Finding a Thirsty Crowd for Your Software

Why do so many independent software developers develop a great product, with great features, and watch it quietly fade into oblivion due to total lack of interest?

The cliche is to say "Well, I just don't understand marketing."

I've got a simple formula for anyone who doesn't understand marketing:

1. Create an amazing offer for your product or service
2. Offer it to a thirsty crowd, desperate for it
3. Follow up with that crowd for repeat business

That's it. Now, let's tackle each of those points in a little more detail.

Create an amazing offer

Notice I didn't say "create an amazing product." It's a given that your product or service should be top quality, but this isn't what sells it initially. It's the expectation of amazing value that sells it.

It's about more than identifying a need or pain in a market. It's targeting that crowd with a great offer that compells them to purchase and feel like they are getting a great deal.

Imagine you're in the market for a car. You NEED that transportation, and you will buy one, but from who? You know you should get a dependable, good gas mileage Toyota or Honda, but they just don't excite you.

You see a Mercedes with all the trimmings, and that's nice, but it's substantially more than your budget. But now the dealer offers free lifetime service, an integrated iPod, a free loaner car even for an oil change, and a massage while you wait. Suddenly it feels more like a great deal. Now imagine they cut the price by 50%. You'd feel foolish not to take advantage, even if it costs twice as much as you wanted to spend.

That's an amazing offer.

Offer Your Product To A Thirsty Crowd

Should Mercedes show their ads exclusively to the wealthiest 5% of the country? Well, they could, but that's not the crowd that's thirstiest for their product. Companies like Ferrari, Bentley, and Rolls Royce can target that market much more effectively.

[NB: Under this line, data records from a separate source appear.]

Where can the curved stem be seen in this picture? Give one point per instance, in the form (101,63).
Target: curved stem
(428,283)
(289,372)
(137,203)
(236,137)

So who is their market? Well, I'm not on their marketing team, but I suspect it's people who can almost, but not quite afford their cars. And as a result are desperate for a rationalization for purchasing them (like "free service").

In your own business, you'll need to figure out who these people are. It's definitely not "anyone and everyone." Maybe it's small Wall Street financial firms without extensive IT support. Or small independent veterinarian's offices. Or MicroISVs with 3 or fewer developers without their own ecommerce solution.

If you can find them, and make them a great offer, they'll thank you for it.

Follow Up For Repeat Sales

Once you've purchased your Mercedes, gotten great service, free massages, and admiring glances from passers-by, what are the chances that in 3 or 4 years, you might be in the market for another one?

The same applies for your software. In fact, the most targeted, thirsty crowd you'll ever find is your own customer base. Treat them right, and follow up with them, and they'll keep buying your products and services.

Thanks For The Theory, But What About My Business?

Yeah, sorry about that. There is no magic here, and you will have to figure out who your truly thirsty customers are. A few ways to do this would be:

1. Research your competitors to see if you can find out who THEY are marketing to effectively.

2. ASK THEM. Find places where your target market hangs out - trade shows, online forums, user groups, and ask them what problems they are having. You can even make them a great offer for their information - a free T-shirt, Star Wars DVD set, or even an iPod.

3. Field Research. Volunteer or work part time in the domain you are trying to serve. Got a friend or relative in the business? See if they could use a set of hands for free while understanding the business domain. You'll see a lot more of what is really bothering people simply by being in their environment than asking endless questions.

Well, that's it for now, I've got some thirsty customers to find and serve.